Dimension selection#

In multi-variate settings, it is often useful to reduce the number of dimensions of the time series. Wildboar supports dimension selection in the wildboar.dimension_selection module and implements a few strategies inspired by traditional feature selection.

Dimension variance threshold#

The simplest approach computes the variance between the pairwise distance between time series within each dimension and is used to filter dimensions where the time series have low or no variance.

from wildboar.datasets import load_ering
from wildboar.dimension_selection import DistanceVarianceThreshold

X, y = load_ering()
t = DistanceVarianceThreshold(threshold=9)
t.fit(X, y)

We set the variance threshold to 9 to filter out any dimensions with a pairwise distance variance greater than 9.

t.get_dimensions()
array([ True, False,  True,  True])

The filter removes only the third dimension.

t.transform(X).shape
(300, 3, 65)

And the resulting transformation contains only the three remaining dimensions.

Sequential dimension selector#

Sequentially select a set of dimensions by adding (forward) or removing (backward) dimensions to greedily form a subset. At each iteration, the algorithm chooses the best dimension to add or remove based on the cross validation score of a classifier or regressor.

from wildboar.datasets import load_ering
from wildboar.dimension_selection import SequentialDimensionSelector
from wildboar.distance import KNeighborsClassifier

X, y = load_ering()
t = SequentialDimensionSelector(KNeighborsClassifier(), n_dims=2)
t.fit(X, y)
SequentialDimensionSelector(estimator=KNeighborsClassifier(), n_dims=2)
In a Jupyter environment, please rerun this cell to show the HTML representation or trust the notebook.
On GitHub, the HTML representation is unable to render, please try loading this page with nbviewer.org.

We select the dimensions that have the most predictive performance.

t.get_dimensions()
array([ True, False, False,  True])

The resulting transformation contains only those dimensions.

t.transform(X).shape
(300, 2, 65)
from wildboar.linear_model import RocketClassifier

X_train, X_test, y_train, y_test = load_ering(merge_train_test=False)
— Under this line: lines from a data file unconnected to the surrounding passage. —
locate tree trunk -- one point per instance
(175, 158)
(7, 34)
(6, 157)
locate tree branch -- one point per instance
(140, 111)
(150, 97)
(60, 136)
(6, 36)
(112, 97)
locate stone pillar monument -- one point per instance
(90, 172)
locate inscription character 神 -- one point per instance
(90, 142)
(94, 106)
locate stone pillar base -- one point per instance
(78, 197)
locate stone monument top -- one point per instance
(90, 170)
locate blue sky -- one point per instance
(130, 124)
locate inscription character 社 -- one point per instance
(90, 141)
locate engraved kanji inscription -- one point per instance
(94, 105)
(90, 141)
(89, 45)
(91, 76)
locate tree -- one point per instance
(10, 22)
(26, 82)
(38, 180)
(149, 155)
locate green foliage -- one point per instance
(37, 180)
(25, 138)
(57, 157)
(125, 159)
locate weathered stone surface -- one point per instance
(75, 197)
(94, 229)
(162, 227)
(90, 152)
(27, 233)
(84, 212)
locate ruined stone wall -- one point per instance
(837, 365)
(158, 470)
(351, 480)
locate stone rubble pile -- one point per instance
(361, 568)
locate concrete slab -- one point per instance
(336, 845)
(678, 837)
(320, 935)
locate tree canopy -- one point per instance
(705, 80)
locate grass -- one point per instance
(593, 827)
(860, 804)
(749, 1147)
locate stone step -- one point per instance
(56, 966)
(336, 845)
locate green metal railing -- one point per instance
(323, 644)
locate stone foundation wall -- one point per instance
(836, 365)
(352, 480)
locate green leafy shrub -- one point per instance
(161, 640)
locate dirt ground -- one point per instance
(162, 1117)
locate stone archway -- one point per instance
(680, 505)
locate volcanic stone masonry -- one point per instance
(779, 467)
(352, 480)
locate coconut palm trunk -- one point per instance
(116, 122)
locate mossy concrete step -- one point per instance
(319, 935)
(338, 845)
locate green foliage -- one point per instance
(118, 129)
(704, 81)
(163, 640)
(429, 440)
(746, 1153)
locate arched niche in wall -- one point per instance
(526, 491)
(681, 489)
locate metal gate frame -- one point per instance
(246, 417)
clf = RocketClassifier(random_state=2)
clf.fit(X_train, y_train)
RocketClassifier(random_state=2)
In a Jupyter environment, please rerun this cell to show the HTML representation or trust the notebook.
On GitHub, the HTML representation is unable to render, please try loading this page with nbviewer.org.

Using all dimensions, the Rocket classifier has an accuracy of 0.92.

By using the make_pipeline function from scikit-learn we can reduce the number of dimensions.

from sklearn.pipeline import make_pipeline

clf = make_pipeline(
    SequentialDimensionSelector(KNeighborsClassifier(), n_dims=3),
    RocketClassifier(random_state=2),
)
clf.fit(X_train, y_train)
Pipeline(steps=[('sequentialdimensionselector',
                 SequentialDimensionSelector(estimator=KNeighborsClassifier(),
                                             n_dims=3)),
                ('rocketclassifier', RocketClassifier(random_state=2))])
In a Jupyter environment, please rerun this cell to show the HTML representation or trust the notebook.
On GitHub, the HTML representation is unable to render, please try loading this page with nbviewer.org.

Using only the selected dimensions, the Rocket classifier instead has an accuracy of 0.98.